Introduce the concept of "Sandboxer" #7502

abel-von · 2022-10-10T13:18:49Z

Hi, I think it is really an excellent idea to introduce the sandbox api to containerd by #4131, so I followed every codes changes about this feature. Also I had some ideas about this feature.

I think we can introduce the concept of "Sandboxer" like "Snapshotter" to containerd, every the sandbox management should specify a "Sandboxer". we can provide different kinds of sandboxers, such as hypervisor based sandboxer, cgroup/ns based sandboxer like runc, and wasm based sandboxer that may appear in the future.

I think with this "Sandboxer" introduced, we can completely remove the "shim". Right now we have to launch a shim process for every pod, which is an overhead that can bot be ignored. but with sandboxer, the shim process may be removed.

So I did some modification of the sandbox api codes, and it worked for runc container without shim process(the container status and io for containers can be recovered after containerd restart), I also constructed our own hypervisor based sandboxer and it also worked.

To make this containerd running, we has to prepare a "pause" executable file, move it in /bin folder as it is the default location for runc sandboxer to find the pause executable. we do this to remove the dependency of Snapshotter for Sandboxer, and we don't need a pause image to start a sandbox anymore. then we did some modification in the config file of containerd

[plugins.cri.containerd.runtimes.runc]
  runtime_type="io.containerd.runc.v2"
  sandboxer="linux-sandbox"

Then we can create sandboxes and containers by crictl or ctr. The sandboxes subcommand is introduced for ctr, and there is a parameter --sandboxer for it, default value is the embeded linux-sandbox

You can see that there is no more shim process for containers while the recovery or container status and io is still working (except for tty io).

The details is explained in this doc:
https://docs.google.com/document/d/17_URs9UV3s_7xbaXCLYrCJf-0LhKLOD-NPKCsVdFpGM/edit

k8s-ci-robot · 2022-10-10T13:19:00Z

Hi @abel-von. Thanks for your PR.

I'm waiting for a containerd member to verify that this patch is reasonable to test. If it is, they should reply with /ok-to-test on its own line. Until that is done, I will not automatically test new commits in this PR, but the usual testing commands by org members will still work. Regular contributors should join the org to skip this step.
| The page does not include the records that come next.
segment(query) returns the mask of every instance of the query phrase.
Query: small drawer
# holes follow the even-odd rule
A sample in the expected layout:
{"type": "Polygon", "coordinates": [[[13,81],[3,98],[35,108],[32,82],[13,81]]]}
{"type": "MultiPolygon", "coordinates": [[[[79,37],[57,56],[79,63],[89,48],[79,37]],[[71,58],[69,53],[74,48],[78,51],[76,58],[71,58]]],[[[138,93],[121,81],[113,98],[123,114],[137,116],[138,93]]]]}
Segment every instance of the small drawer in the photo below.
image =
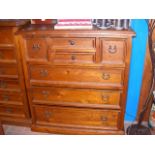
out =
{"type": "Polygon", "coordinates": [[[10,117],[25,117],[23,106],[2,106],[0,105],[0,116],[10,116],[10,117]]]}
{"type": "Polygon", "coordinates": [[[94,86],[94,87],[122,87],[124,70],[117,69],[80,69],[61,67],[30,67],[31,82],[39,80],[51,84],[94,86]]]}
{"type": "Polygon", "coordinates": [[[89,64],[94,63],[93,53],[56,53],[51,55],[51,61],[56,64],[89,64]]]}
{"type": "Polygon", "coordinates": [[[12,44],[13,42],[12,28],[0,27],[0,44],[12,44]]]}
{"type": "Polygon", "coordinates": [[[47,61],[47,57],[45,38],[26,39],[26,58],[28,60],[47,61]]]}
{"type": "Polygon", "coordinates": [[[124,65],[127,53],[126,41],[123,39],[108,39],[103,38],[100,40],[102,63],[124,65]]]}
{"type": "MultiPolygon", "coordinates": [[[[76,49],[92,50],[95,49],[95,38],[53,38],[51,41],[52,49],[76,49]]],[[[89,52],[89,51],[88,51],[89,52]]]]}
{"type": "Polygon", "coordinates": [[[33,102],[56,103],[73,106],[114,105],[120,107],[121,91],[74,89],[74,88],[39,88],[33,87],[33,102]]]}
{"type": "Polygon", "coordinates": [[[0,79],[0,90],[19,91],[19,81],[0,79]]]}
{"type": "Polygon", "coordinates": [[[16,65],[0,66],[0,77],[18,78],[18,69],[16,65]]]}
{"type": "Polygon", "coordinates": [[[79,128],[118,128],[119,111],[56,106],[34,106],[37,124],[79,128]]]}
{"type": "Polygon", "coordinates": [[[22,96],[19,92],[0,92],[0,103],[17,103],[22,105],[22,96]]]}
{"type": "Polygon", "coordinates": [[[16,54],[13,49],[0,49],[0,62],[16,62],[16,54]]]}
Once the patch is verified, the new status will be reflected by the ok-to-test label.

I understand the commands that are listed here.

Instructions for interacting with me using PR comments are available here. If you have questions or suggestions related to my behavior, please file an issue against the kubernetes/test-infra repository.

mxpv

Thanks for opening this!
I have lots of questions :)

mxpv · 2022-10-12T16:46:32Z

api/services/sandbox/v1/sandbox.proto

+	rpc Pause (ControllerPauseRequest) returns (google.protobuf.Empty);
+	rpc Resume (ControllerResumeRequest) returns (google.protobuf.Empty);
+	rpc Update (ControllerUpdateRequest) returns (ControllerUpdateResponse);
+	rpc AppendContainer (ControllerAppendContainerRequest) returns (ControllerAppendContainerResponse);


Can you explain a bit more here?

In current implementation we use tasks to run sandboxed containers (with sandbox_id to specify which sandbox instance this container belongs to), this way we have task service to control a specific container's lifecycle.

Do we stil use task service?
Why do we want Controller to handle containers?
How to manage container's lifecycle?

Sandboxer is much like a Snapshotter, it is for sandbox management, so when call CRI api RunPodSandbox, containerd just call Sandboxer to start a new sandbox and return, it will no longer create a pause container to imitate a sandbox(only in runc senario that we have to create a pause container to provide the sandbox namespaces, but this can be also done in the "runc sandboxer" now, containerd still do not know the existence of a pause container anymore). Every Sandbox exposes its Task API through "TaskAddress", which is either a unix domain socket or a vsock, or event a TCP address maybe. When we call CRI CreateContainer, containerd will call AppendContainer to append the container related resources to sandbox first, and then connect to the "TaskAddress" of the sandbox to perform Task API calls.

Do we stil use task service?

So yes we still use task service, it is just that the task service is provided by created sandbox.

Why do we want Controller to handle containers?

The AppendContainer/UpdateContainer/RemoveContainer API is for sandbox updating the resources when add/update/delete a container in it(maybe the API method name can be changed to AppendContainerResource/UpdateContainerResource/RemoveContainerResource?). maybe the Update API is also enough for doing this, but then containerd should calculate the sandbox total resources when add/update/delete a container, and call the Update API of sandbox. and maybe different sandbox implementation has is own logic to update the sandbox resource based on the container spec, so I Add this three method to Controller. AppendContainer is called when create a container, UpdateContainer is called when Execing a process in a container, or updating container resources, RemoveContainer is of course called when deleting a container.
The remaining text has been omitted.